Es involviert uns auch emotional. Was ich fand, war, wenn ich mich als Betreuerin ansah, manchmal traurig oder frustriert - oder sogar wütend -, weil es andere Dinge gab, die ich tun wollte. Ich wollte immer noch mein Bestes geben, um mich um die Person zu kümmern, aber es war, als hätte ich etwas verpasst.

Ich hatte unbewusst eine Mitleidsparty in meinem Kopf und in meinem Herzen. Das übertrumpft mich damit, dass ich mich wirklich um eine andere Person kümmern und personzentriert sein kann, wenn ich diese Art von Gefühlen habe.

Die andere Sache zu beachten ist, dass es gut ist, organisiert zu sein, aber Sie sollten nicht damit übertreiben.Wenn Sie mit Freunden und der Familie interagieren, gehen Sie nicht wie ein Sergeant herum und erwarten, dass jeder Ihren Befehlen folgt.

Margaret:

Manche Leute tun das wahrscheinlich.

Lori:

Die meisten nicht. Wir haben keine Tagesordnungen, und wir kontrollieren unsere Gespräche mit unseren Freunden normalerweise nicht. Es ist gesund, spontaner zu sein und mehr zu lachen. Lachen ist so wichtig und wir geben das oft der Krankheit hin.

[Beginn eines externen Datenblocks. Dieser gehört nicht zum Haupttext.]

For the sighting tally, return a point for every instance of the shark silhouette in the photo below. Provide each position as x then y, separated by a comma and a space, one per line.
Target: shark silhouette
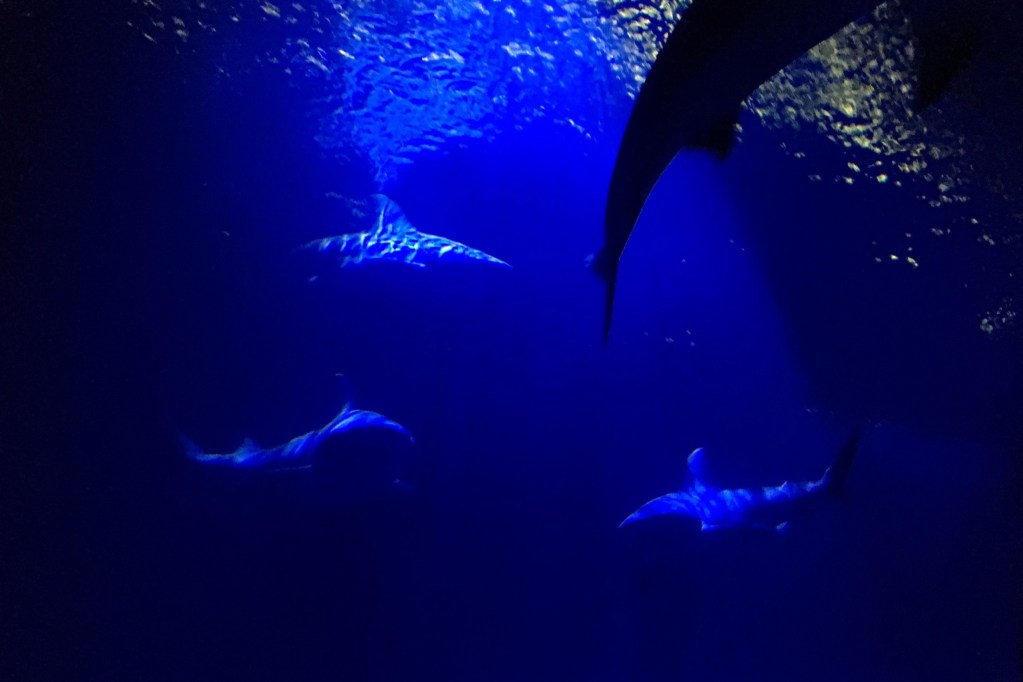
768, 508
717, 54
302, 451
393, 237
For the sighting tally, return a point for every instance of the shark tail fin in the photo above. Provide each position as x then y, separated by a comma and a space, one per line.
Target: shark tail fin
605, 264
836, 474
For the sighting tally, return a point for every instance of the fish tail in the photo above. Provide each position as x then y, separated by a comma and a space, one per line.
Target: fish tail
606, 267
836, 474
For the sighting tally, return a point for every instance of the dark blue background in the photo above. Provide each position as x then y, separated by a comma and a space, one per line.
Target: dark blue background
128, 313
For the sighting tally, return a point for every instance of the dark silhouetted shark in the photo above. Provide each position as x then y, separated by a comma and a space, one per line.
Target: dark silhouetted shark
768, 507
717, 54
392, 237
300, 452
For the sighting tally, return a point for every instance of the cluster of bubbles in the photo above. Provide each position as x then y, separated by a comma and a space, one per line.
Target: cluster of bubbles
392, 80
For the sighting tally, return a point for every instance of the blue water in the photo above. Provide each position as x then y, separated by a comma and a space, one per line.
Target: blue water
151, 287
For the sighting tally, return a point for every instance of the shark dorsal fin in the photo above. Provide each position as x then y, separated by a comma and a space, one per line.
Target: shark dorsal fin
697, 466
248, 446
390, 217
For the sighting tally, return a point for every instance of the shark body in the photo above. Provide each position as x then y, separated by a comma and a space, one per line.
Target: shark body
767, 508
302, 451
717, 54
393, 237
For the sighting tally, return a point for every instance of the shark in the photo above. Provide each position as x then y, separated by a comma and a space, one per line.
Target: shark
717, 54
392, 237
302, 452
765, 508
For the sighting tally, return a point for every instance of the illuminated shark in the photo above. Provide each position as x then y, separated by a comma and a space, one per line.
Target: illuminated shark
768, 508
393, 238
717, 54
301, 452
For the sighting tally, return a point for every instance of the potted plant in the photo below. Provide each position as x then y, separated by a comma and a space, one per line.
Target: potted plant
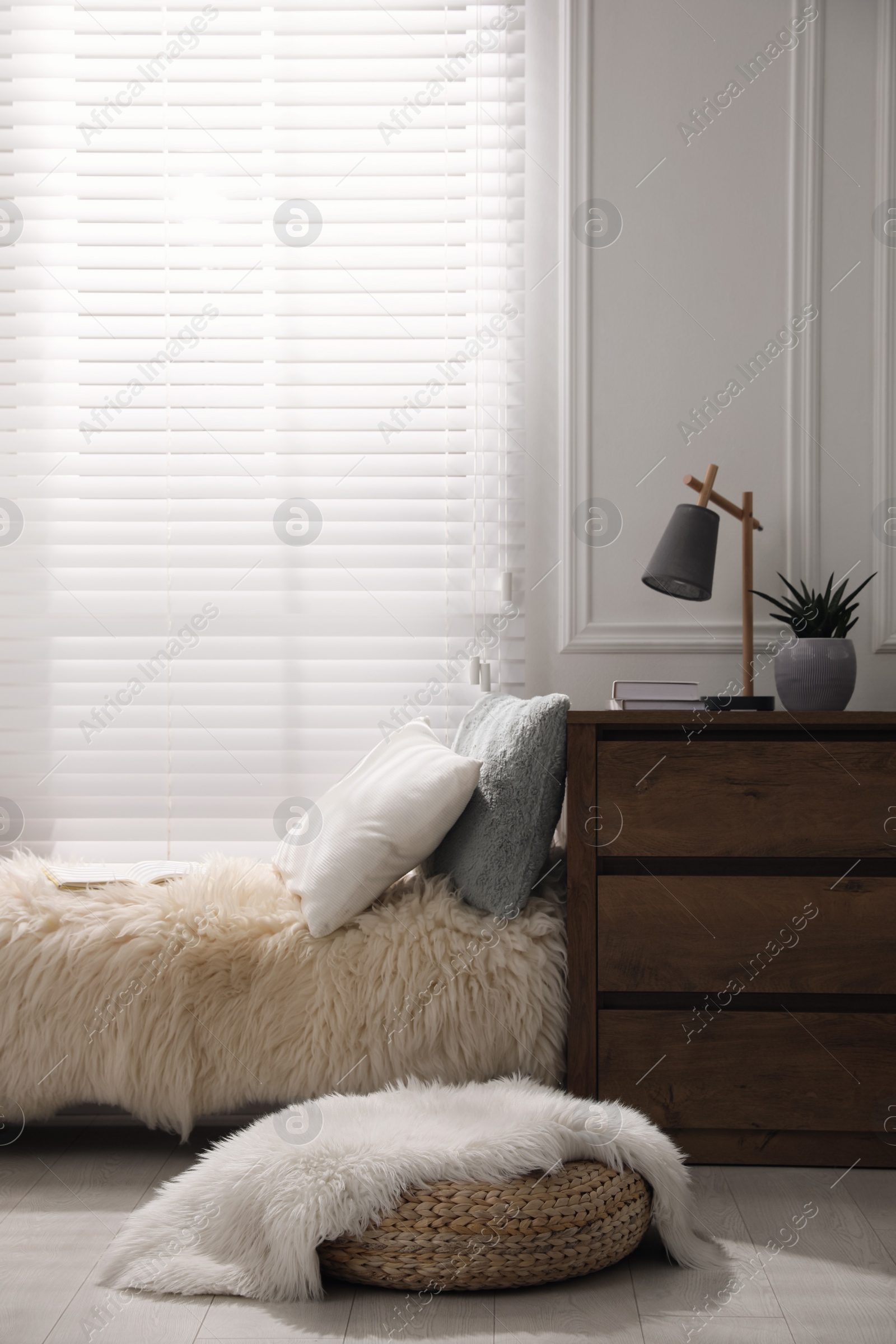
817, 670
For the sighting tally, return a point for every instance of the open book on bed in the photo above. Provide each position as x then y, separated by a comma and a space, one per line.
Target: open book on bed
78, 877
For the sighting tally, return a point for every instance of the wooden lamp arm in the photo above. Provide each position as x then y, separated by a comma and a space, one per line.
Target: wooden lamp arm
716, 499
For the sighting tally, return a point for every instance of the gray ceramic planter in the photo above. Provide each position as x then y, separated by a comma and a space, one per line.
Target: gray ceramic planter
816, 674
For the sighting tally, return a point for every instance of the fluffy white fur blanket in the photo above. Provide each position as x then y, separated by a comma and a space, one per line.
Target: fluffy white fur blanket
248, 1218
207, 993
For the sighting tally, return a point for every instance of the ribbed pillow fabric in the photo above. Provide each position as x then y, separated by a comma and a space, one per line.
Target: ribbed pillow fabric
376, 824
499, 846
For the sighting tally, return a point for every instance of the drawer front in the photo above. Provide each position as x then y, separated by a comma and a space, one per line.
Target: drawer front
752, 1070
749, 935
746, 799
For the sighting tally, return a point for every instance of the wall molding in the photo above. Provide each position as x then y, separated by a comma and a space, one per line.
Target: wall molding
884, 328
578, 632
802, 389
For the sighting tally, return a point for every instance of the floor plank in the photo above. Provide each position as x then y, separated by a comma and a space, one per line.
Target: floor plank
664, 1287
62, 1203
457, 1318
23, 1164
729, 1329
582, 1309
875, 1193
836, 1282
240, 1319
45, 1258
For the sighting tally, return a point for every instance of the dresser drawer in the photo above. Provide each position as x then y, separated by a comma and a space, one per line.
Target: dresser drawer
773, 799
752, 1070
752, 935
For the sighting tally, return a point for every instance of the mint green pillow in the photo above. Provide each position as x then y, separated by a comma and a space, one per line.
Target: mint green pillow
499, 846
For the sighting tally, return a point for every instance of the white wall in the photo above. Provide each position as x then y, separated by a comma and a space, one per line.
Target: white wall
722, 245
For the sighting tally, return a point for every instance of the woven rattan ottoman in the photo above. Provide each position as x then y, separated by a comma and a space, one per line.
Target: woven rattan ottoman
464, 1235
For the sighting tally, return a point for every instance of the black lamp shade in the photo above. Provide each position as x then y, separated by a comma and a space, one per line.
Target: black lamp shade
684, 561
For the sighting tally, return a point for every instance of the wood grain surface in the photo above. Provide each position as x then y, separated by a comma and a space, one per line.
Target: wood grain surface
752, 935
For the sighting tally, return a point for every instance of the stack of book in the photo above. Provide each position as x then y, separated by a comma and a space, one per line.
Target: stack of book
655, 696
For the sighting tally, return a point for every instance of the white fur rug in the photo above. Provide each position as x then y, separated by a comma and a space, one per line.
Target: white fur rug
207, 993
248, 1218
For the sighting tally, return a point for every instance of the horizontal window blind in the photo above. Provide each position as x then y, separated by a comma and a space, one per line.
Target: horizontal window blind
262, 436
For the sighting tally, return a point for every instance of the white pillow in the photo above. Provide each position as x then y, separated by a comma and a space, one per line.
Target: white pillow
378, 823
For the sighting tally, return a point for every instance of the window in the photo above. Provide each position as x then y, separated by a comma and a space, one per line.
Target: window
262, 459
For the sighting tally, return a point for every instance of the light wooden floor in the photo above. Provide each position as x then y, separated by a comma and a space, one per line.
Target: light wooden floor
63, 1195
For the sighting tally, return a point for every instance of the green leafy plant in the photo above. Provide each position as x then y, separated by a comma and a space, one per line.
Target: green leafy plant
816, 616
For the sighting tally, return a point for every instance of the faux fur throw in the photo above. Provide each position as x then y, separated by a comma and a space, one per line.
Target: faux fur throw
209, 992
249, 1217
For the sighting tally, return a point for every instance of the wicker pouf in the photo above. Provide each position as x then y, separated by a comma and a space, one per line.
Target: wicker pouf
464, 1235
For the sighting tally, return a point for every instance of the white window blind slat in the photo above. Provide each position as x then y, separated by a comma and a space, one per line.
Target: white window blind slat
258, 488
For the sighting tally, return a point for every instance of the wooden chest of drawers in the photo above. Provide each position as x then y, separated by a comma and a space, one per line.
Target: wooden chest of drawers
732, 929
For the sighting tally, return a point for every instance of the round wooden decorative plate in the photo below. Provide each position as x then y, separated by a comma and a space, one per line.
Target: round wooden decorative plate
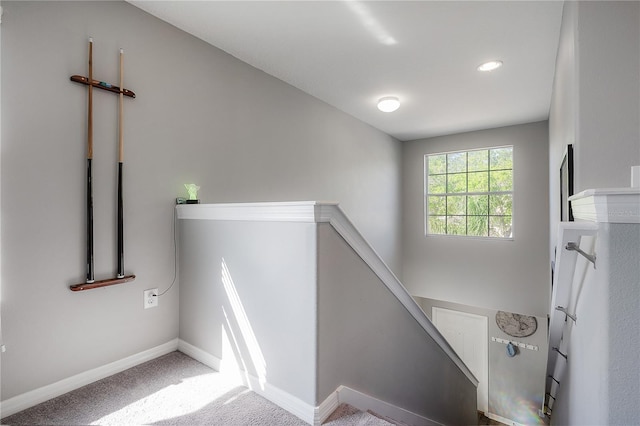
516, 325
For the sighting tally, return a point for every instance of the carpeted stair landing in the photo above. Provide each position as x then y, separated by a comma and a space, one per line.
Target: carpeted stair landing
172, 390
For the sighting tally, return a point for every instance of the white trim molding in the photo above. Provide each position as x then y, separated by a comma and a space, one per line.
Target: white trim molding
45, 393
323, 212
609, 205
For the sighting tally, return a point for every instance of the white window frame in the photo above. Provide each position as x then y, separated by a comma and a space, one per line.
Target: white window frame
426, 194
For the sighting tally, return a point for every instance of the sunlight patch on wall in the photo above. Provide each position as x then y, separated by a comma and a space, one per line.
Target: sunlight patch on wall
244, 326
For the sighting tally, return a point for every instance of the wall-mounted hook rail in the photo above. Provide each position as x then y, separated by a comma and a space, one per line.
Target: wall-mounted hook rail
564, 311
574, 247
558, 350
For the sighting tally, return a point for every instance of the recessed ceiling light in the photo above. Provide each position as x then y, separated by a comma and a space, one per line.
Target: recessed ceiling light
489, 66
388, 104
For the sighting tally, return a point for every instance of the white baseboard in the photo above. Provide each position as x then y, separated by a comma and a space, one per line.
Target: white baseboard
45, 393
328, 406
366, 402
199, 355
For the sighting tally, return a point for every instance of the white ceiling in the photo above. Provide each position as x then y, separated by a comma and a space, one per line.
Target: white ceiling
351, 53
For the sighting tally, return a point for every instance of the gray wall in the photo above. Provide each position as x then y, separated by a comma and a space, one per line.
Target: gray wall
200, 116
369, 342
595, 107
493, 274
516, 385
255, 283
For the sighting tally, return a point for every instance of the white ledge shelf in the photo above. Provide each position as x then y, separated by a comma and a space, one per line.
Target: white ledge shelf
325, 212
608, 205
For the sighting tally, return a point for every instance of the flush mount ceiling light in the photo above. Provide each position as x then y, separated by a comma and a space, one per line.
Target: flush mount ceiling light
489, 66
388, 104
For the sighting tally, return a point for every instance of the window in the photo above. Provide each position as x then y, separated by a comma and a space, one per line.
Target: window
470, 193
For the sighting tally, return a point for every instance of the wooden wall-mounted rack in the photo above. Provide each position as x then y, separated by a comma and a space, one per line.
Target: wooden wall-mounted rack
102, 283
120, 278
102, 85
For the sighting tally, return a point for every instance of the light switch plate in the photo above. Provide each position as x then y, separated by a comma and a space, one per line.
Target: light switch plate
151, 298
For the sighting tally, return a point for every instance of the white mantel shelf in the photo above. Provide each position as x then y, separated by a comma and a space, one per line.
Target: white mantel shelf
329, 212
608, 205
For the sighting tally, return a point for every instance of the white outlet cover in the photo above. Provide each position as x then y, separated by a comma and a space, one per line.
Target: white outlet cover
150, 298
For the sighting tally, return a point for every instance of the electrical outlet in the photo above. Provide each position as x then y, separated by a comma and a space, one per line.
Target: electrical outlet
151, 298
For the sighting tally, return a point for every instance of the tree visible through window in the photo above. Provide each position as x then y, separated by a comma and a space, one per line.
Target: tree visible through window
470, 193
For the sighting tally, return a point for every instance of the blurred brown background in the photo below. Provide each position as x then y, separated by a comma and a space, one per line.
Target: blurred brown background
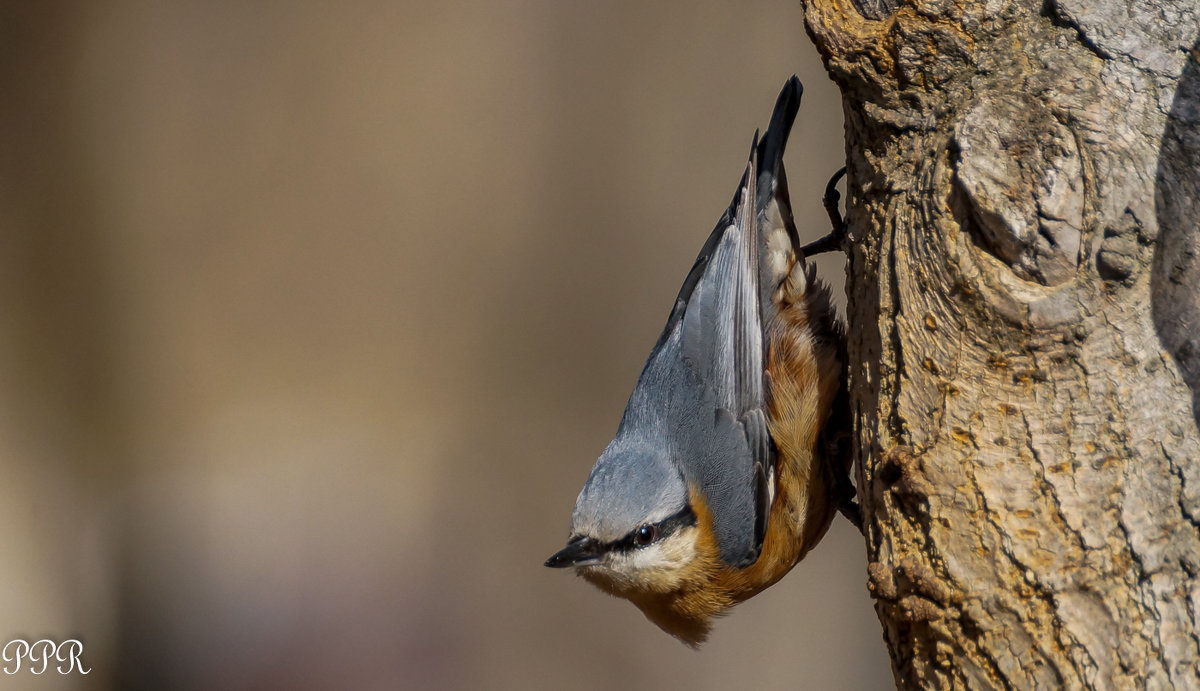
315, 320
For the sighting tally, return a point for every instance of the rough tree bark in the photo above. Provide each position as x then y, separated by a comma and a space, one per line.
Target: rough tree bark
1024, 296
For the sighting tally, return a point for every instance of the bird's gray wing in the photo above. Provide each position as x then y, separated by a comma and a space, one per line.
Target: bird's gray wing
721, 349
703, 385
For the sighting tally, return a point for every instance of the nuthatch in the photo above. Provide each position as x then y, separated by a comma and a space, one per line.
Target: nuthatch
718, 480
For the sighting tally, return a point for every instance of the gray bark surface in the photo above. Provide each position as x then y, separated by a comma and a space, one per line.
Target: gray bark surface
1024, 306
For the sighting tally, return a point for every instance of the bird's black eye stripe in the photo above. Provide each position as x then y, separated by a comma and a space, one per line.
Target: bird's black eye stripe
648, 534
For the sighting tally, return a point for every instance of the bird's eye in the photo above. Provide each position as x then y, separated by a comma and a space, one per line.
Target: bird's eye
645, 535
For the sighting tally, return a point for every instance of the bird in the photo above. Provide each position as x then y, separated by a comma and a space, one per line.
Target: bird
721, 475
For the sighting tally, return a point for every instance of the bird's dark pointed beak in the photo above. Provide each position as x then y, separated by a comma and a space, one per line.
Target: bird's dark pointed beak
579, 551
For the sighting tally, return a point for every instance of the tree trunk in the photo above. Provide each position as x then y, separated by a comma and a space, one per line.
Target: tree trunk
1024, 306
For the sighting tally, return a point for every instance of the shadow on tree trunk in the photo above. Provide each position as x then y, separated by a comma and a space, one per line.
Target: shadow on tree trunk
1176, 276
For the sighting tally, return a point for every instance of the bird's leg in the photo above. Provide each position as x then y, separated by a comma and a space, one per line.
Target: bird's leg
837, 238
835, 440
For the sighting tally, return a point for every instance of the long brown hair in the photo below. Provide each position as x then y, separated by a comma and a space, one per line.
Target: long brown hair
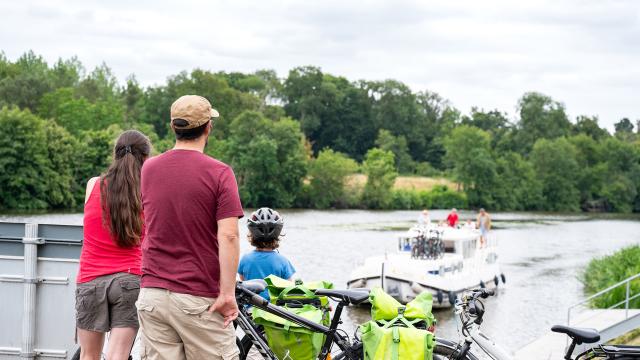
120, 188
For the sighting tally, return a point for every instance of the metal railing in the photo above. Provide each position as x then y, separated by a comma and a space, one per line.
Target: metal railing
628, 297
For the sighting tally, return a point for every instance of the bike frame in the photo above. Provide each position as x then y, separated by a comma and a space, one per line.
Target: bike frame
472, 334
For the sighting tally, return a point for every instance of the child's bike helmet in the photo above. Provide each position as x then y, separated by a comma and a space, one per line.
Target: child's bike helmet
265, 224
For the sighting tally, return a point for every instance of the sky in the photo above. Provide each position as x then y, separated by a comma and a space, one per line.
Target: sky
583, 53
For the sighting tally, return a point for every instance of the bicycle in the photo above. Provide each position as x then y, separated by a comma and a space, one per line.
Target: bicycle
246, 295
469, 310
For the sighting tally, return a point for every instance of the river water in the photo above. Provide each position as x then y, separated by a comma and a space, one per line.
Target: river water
541, 255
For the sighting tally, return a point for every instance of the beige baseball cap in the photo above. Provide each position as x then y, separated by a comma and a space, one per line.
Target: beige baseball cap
194, 109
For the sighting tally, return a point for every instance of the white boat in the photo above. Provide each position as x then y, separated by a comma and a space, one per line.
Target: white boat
459, 264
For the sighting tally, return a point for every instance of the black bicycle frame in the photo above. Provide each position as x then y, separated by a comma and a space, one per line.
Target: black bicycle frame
332, 336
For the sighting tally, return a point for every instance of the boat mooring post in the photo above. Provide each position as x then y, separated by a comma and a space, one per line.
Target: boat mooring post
30, 279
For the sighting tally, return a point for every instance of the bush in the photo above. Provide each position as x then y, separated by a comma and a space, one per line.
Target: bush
444, 198
405, 200
609, 270
381, 174
328, 173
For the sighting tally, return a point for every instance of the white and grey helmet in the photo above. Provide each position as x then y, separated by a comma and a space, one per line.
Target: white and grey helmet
265, 224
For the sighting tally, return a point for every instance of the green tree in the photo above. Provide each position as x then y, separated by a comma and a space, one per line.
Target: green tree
77, 114
328, 173
592, 171
268, 157
469, 155
540, 118
589, 126
25, 82
379, 165
35, 161
624, 126
518, 186
555, 163
228, 101
398, 146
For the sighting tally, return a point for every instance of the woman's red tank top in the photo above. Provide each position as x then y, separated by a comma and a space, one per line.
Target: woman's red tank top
100, 254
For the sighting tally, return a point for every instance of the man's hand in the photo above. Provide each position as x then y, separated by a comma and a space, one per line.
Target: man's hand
227, 307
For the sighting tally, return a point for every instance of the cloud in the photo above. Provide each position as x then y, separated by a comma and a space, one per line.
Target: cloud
584, 53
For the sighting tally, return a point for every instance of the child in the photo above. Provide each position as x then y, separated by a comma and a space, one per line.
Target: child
265, 226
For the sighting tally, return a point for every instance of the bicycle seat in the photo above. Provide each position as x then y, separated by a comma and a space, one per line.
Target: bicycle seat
353, 297
581, 335
255, 286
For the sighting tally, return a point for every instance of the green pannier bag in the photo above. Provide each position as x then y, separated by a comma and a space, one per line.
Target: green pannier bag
393, 332
288, 340
294, 294
395, 342
385, 307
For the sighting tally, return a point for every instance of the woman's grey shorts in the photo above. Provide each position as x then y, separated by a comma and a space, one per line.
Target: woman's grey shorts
108, 302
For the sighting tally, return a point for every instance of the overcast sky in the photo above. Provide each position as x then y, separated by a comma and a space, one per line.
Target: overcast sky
583, 53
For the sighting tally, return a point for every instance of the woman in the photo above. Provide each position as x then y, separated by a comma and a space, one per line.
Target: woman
484, 224
109, 276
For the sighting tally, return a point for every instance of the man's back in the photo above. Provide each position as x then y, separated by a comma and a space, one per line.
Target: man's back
184, 194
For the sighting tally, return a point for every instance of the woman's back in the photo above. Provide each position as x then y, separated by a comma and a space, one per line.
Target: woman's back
100, 253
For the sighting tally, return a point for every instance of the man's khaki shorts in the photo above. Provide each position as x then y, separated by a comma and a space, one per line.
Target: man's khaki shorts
107, 302
177, 326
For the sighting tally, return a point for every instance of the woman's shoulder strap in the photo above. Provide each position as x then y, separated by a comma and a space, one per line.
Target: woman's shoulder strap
91, 184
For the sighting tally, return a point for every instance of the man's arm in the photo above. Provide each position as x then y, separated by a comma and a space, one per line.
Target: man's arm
228, 253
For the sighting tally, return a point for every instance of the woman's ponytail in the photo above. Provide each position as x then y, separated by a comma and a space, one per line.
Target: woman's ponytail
120, 188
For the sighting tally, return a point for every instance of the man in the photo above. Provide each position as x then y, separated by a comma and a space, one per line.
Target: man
191, 249
452, 218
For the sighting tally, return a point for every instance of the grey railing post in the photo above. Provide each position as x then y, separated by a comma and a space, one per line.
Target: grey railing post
30, 242
626, 302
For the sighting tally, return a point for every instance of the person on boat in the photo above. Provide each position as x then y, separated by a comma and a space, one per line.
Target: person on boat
424, 219
108, 279
469, 224
265, 226
192, 244
483, 223
452, 218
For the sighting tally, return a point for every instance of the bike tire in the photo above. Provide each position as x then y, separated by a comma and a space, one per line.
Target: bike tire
76, 355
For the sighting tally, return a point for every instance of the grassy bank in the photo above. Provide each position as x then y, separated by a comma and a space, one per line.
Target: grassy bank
418, 183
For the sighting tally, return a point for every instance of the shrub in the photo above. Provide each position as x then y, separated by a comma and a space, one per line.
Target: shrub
444, 198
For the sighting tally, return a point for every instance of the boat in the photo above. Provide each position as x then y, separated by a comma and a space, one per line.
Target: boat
440, 259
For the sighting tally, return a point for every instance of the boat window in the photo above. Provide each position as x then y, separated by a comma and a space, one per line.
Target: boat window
467, 248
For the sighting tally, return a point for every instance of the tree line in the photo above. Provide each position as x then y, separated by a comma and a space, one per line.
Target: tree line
295, 141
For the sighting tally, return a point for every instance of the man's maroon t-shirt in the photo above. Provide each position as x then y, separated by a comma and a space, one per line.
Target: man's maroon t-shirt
184, 194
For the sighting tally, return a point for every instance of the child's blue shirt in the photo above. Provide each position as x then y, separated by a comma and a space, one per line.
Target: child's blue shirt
260, 264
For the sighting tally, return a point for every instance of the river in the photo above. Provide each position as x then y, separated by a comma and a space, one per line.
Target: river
542, 256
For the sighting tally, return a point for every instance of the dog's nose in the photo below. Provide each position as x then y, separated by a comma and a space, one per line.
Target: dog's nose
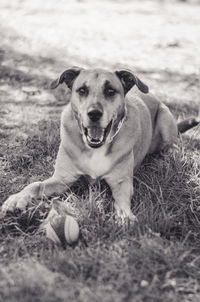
95, 115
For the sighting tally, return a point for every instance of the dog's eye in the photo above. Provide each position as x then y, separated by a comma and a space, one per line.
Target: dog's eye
83, 91
109, 92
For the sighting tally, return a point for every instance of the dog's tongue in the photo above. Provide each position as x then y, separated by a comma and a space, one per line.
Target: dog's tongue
95, 133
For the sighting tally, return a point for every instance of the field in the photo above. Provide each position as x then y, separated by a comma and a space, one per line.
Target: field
156, 260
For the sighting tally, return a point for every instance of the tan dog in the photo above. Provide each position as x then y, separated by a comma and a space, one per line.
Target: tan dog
105, 133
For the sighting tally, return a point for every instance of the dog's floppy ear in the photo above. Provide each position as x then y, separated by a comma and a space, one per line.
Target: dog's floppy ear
68, 76
128, 80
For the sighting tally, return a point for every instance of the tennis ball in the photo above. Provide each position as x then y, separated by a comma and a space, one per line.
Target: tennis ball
62, 229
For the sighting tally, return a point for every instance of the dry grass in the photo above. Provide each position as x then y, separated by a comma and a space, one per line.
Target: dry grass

Menschen mit Demenz sagen, dass sie diese Kernbeziehung wollen. Klar, sie wollen gut versorgt sein, aber sie wollen uns auch im Gegenzug versorgen können. Manchmal erlauben wir das nicht, weil wir uns auf die nächste Aufgabe konzentrieren, anstatt uns einfach hinzusetzen und ein Gespräch zu führen.

Margaret:

Lori, das war so eine großartige Unterhaltung. Ich denke, Sie haben einen großartigen Job gemacht, uns die Stadien von Alzheimer vorzustellen. Dies scheint die perfekte Zeit zu sein, um innezuhalten und darüber nachzudenken, was Sie gesagt haben, und alle Informationen aufzunehmen. Ich schätze es sehr, dass Sie sich die Zeit genommen haben, mit uns zu sein und Ihre Erfahrungen und Ihr Wissen zu teilen. Vielen Dank.

Haben Sie persönliche Erfahrungen mit Demenz oder Alzheimer? Sind Sie der Meinung, dass die Phasen klar sind oder mehr wie Richtlinien für Ärzte und Forscher? Bitte schließen Sie sich dem Gespräch an!